0 / 0
ELT materialization policies in DataStage

ELT materialization policies in DataStage

Materialization policies define the number and types of database artifacts (views or tables) that are created for intermediate data when you run a DataStage flow in ELT mode. The policy selected impacts execution performance and intermediate data volume. Execution in ELT mode uses DBT, so ELT materialization policies overlap with DBT materializations. Configure settings in your flow's output connector to define target dataset materialization. When a target dataset gets recreated with table action = replace, it is materialized as a default DBT materialization table, while table action = append uses a custom DBT materialization that implements various write modes supported by DataStage, including insert, update, delete, and more.

Generate nested SQL

Generate nested SQL is the default materialization policy. When selected, the flow builds separate single SQL statements for each output table. Each statement contains nested SQL statements for all upstream nodes of the output table. This approach delegates all optimization work to a database engine.

The Nested Query materialization policy typically avoids creating any intermediate database artifacts. This simplifies cleanup and avoids leftovers after execution in case of failure. If an input connector uses a custom SQL statement, then nesting is not possible, because the relational algebra model cannot be built. In this case, you must select a policy that generates intermediate views, or the intermediate data is not materialized.
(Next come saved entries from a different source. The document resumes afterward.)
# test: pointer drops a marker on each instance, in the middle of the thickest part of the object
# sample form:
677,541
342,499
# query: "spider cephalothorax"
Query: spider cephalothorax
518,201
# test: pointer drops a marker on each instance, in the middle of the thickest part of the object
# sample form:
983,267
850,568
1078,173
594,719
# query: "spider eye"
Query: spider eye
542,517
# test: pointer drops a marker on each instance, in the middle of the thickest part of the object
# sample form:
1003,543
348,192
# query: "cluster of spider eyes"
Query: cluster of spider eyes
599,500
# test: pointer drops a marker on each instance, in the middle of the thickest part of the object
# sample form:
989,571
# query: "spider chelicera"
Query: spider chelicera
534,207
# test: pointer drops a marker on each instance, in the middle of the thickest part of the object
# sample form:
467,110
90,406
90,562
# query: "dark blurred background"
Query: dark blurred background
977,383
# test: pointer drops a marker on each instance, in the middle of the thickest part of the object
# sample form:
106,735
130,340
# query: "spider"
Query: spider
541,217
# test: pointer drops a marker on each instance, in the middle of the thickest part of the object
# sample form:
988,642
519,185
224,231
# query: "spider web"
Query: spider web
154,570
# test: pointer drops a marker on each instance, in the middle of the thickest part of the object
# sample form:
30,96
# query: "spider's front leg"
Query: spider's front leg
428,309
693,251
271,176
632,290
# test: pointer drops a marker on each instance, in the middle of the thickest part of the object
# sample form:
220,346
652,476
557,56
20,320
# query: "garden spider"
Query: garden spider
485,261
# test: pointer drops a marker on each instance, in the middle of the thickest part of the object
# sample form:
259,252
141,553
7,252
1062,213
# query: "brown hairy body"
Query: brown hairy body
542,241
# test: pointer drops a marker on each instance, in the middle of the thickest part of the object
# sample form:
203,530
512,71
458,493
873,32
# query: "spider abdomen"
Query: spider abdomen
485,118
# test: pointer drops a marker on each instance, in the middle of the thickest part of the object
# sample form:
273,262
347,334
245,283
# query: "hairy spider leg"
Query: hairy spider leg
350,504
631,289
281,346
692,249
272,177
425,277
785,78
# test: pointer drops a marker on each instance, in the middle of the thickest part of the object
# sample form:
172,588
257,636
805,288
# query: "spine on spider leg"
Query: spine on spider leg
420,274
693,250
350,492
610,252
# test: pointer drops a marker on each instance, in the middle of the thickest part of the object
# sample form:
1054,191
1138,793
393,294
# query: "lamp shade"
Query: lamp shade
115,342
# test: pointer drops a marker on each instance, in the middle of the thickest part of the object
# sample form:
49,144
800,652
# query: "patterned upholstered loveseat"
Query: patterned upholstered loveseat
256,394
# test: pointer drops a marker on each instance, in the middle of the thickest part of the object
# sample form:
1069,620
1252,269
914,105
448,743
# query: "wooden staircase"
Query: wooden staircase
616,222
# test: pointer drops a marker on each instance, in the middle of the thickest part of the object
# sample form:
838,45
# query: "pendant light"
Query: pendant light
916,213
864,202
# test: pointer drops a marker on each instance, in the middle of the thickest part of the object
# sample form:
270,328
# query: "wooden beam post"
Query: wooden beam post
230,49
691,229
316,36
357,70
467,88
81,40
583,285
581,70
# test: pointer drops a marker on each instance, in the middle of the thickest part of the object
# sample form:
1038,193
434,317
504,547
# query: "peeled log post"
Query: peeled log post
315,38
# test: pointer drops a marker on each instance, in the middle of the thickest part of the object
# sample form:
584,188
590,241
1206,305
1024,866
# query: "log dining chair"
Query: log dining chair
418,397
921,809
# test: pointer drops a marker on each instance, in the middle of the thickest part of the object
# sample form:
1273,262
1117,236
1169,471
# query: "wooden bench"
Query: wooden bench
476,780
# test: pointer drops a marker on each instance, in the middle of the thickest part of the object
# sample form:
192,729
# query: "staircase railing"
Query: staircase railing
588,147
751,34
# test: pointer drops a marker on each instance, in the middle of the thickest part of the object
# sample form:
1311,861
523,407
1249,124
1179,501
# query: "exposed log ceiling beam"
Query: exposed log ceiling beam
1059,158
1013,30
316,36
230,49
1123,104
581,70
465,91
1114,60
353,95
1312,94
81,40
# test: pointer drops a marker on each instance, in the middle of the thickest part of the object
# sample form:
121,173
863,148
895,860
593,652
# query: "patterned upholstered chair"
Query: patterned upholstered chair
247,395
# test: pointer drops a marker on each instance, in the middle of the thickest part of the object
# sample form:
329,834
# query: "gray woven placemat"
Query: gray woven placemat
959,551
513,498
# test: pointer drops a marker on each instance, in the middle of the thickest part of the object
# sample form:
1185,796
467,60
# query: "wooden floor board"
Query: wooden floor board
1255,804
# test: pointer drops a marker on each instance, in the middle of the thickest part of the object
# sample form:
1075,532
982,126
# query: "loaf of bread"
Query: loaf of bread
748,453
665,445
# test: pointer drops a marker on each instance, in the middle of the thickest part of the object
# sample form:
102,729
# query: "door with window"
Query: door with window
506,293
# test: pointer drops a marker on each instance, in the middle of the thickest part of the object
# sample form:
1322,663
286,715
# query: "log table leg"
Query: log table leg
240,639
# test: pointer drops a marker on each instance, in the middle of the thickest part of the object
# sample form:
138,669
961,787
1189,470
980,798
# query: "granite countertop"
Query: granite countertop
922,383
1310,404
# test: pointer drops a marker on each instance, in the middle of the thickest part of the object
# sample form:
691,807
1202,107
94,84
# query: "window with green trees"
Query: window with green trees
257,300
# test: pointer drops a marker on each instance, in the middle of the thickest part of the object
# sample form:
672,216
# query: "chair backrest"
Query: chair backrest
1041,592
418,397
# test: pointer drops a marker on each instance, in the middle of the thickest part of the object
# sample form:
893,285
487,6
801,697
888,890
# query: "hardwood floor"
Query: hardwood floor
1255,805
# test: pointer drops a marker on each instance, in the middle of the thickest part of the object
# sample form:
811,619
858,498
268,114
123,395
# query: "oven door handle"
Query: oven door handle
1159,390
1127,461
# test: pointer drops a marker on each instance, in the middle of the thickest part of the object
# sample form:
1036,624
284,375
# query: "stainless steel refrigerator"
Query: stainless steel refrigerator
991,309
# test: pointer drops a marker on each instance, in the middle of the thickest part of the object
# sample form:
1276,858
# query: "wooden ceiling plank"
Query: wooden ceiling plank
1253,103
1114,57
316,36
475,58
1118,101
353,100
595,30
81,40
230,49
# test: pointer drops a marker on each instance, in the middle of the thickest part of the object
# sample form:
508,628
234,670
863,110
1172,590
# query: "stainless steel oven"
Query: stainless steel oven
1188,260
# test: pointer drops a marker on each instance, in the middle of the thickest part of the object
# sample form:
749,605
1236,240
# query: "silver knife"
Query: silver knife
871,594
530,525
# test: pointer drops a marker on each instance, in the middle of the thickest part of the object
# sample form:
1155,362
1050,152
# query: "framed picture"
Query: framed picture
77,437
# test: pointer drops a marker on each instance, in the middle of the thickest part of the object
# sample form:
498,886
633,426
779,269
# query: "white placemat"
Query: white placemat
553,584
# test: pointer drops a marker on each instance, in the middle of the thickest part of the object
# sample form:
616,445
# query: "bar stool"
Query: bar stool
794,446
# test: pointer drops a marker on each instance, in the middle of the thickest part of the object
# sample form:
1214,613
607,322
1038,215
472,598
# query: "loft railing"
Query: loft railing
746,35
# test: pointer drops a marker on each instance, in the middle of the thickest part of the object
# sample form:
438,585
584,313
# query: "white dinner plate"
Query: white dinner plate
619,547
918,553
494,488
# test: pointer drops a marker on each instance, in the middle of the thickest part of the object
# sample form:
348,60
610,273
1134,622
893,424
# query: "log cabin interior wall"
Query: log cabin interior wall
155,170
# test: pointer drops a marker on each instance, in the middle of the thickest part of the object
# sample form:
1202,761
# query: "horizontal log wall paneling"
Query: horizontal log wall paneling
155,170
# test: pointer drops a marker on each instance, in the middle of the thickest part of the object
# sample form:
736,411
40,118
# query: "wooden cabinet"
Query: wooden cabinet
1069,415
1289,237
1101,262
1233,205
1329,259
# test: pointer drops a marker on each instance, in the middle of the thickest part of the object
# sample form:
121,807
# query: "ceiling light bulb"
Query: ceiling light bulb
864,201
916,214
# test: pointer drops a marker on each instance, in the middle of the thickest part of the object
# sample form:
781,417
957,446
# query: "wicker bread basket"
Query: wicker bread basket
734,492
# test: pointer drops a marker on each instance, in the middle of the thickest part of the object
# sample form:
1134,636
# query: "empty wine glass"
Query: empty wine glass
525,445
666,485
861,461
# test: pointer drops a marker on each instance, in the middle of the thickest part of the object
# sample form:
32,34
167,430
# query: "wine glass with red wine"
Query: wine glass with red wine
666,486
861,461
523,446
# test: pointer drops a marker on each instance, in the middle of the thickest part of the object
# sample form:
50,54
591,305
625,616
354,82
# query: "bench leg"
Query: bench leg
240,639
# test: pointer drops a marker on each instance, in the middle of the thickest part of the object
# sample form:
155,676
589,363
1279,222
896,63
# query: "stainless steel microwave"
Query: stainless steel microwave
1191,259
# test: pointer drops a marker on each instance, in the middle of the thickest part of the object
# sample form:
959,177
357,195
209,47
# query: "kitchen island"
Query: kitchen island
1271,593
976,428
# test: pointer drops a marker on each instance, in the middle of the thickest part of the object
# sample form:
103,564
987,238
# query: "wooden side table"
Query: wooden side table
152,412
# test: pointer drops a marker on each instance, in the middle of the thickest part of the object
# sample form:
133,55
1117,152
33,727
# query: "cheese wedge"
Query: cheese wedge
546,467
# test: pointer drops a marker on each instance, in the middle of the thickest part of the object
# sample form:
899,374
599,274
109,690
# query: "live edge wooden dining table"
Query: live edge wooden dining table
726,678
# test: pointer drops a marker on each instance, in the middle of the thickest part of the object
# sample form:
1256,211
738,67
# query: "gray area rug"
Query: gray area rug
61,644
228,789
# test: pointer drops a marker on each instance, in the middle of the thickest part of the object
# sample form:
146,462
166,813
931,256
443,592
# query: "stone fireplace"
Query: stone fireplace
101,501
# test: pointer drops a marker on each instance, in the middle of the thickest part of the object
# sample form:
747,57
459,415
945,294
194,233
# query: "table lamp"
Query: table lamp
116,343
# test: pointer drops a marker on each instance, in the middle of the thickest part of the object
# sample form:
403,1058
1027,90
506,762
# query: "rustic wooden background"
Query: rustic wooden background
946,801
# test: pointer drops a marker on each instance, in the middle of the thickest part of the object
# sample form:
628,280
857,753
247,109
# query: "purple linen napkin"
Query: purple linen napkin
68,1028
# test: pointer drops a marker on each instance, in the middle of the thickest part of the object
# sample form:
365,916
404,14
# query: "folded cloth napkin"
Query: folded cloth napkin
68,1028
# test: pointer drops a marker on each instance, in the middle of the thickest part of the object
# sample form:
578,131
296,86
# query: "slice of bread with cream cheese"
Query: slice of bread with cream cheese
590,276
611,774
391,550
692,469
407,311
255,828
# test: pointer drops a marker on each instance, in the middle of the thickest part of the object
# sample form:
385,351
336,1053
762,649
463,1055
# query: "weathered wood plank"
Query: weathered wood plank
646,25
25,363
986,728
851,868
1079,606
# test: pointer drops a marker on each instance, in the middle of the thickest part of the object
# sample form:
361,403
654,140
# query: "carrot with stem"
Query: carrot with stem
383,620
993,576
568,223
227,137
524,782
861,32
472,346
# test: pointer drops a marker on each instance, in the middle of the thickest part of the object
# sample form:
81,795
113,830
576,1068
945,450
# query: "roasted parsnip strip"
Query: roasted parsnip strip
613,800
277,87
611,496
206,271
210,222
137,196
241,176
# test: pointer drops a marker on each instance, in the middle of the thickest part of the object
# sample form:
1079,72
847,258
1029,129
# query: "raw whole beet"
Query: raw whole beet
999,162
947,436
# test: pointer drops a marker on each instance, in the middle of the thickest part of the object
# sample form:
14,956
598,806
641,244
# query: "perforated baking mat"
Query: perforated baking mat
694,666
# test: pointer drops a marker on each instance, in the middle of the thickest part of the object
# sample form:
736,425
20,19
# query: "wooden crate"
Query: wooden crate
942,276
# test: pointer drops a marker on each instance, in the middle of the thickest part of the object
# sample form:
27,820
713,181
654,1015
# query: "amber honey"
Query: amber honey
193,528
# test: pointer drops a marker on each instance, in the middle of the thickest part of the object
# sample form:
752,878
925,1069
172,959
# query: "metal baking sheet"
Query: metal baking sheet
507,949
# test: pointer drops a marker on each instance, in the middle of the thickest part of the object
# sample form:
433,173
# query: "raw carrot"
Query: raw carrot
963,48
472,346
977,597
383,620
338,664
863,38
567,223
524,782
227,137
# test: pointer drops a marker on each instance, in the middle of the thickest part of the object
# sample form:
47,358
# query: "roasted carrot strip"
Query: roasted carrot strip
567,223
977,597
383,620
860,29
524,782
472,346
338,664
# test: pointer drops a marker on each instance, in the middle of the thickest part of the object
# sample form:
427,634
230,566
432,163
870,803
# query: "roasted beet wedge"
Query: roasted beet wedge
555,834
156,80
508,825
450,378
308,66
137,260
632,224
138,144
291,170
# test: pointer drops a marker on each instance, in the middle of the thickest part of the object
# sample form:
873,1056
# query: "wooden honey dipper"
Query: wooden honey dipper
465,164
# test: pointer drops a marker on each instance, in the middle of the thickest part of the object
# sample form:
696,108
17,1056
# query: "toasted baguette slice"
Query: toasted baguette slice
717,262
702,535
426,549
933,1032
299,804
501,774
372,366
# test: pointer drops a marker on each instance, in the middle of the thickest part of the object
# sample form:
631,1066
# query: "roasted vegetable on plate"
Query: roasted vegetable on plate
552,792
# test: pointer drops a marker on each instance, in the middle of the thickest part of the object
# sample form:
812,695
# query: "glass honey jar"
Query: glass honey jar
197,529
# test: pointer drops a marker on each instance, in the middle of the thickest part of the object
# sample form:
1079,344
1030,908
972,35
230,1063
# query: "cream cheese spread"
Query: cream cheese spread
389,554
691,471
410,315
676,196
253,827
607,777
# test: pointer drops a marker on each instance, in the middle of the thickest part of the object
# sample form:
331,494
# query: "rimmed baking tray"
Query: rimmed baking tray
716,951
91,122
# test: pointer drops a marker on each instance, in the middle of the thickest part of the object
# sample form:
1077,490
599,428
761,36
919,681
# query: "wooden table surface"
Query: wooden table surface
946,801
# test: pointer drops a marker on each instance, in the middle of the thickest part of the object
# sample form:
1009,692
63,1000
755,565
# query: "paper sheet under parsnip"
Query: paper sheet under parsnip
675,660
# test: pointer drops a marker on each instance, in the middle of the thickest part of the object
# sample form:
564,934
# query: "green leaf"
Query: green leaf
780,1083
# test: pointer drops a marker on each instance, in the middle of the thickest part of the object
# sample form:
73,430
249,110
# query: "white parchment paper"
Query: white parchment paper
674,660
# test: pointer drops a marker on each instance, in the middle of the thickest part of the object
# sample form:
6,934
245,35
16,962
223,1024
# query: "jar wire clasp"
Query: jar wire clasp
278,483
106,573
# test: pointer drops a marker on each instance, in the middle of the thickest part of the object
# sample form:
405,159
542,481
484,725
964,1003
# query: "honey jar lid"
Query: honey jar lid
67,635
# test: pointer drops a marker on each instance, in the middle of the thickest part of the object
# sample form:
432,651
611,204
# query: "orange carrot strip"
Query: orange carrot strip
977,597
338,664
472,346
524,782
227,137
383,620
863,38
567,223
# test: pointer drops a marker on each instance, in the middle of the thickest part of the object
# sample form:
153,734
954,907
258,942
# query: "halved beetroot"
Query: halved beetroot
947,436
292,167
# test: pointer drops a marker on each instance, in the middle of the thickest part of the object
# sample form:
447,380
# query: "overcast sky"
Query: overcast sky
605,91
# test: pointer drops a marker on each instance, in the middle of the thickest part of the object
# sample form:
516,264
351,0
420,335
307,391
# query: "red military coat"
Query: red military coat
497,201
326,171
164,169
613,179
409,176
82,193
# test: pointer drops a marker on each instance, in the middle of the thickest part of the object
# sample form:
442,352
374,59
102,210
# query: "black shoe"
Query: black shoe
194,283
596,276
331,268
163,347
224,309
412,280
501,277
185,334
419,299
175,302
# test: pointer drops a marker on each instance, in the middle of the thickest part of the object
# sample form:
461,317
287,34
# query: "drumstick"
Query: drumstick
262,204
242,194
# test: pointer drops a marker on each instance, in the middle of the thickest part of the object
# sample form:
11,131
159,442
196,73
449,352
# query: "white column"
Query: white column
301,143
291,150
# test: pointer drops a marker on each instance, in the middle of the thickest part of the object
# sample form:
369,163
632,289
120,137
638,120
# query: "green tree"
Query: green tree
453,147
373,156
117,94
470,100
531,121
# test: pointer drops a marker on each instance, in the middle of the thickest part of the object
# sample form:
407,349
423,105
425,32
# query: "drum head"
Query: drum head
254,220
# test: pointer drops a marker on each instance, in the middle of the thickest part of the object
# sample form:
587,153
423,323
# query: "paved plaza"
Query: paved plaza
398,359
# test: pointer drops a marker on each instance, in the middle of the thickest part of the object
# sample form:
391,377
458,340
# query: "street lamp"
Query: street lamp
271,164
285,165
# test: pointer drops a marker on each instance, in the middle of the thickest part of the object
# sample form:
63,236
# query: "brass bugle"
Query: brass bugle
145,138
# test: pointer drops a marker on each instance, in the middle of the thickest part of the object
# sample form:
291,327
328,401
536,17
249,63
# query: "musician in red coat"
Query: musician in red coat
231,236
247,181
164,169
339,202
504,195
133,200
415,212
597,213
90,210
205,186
In some cases, flows will have slower performance with this policy. In a flow with multiple output connectors that share a large number of the same upstream stages, the SQL statements generated for each of the output connectors will contain the same logic, which will be executed multiple times by the database. To avoid this repetitive execution, the Advanced policy is recommended.

Advanced

The Advanced materialization policy creates a single SQL statement for a set of connected nodes that change data cardinality, or cardinality changers, in order to avoid repetitive computations when building output data. The following image shows how these nodes get combined:
Figure 1. Advanced materializion example
An example showing how a set of connected nodes gets combined to avoid repeating computation.
The stages defined as cardinality changers are grouped into a single database artifact. The SQL statement for that artifact includes the statements for the cardinality changers and their upstream stages. Other stages in the flow use simple SELECT statements and are not grouped.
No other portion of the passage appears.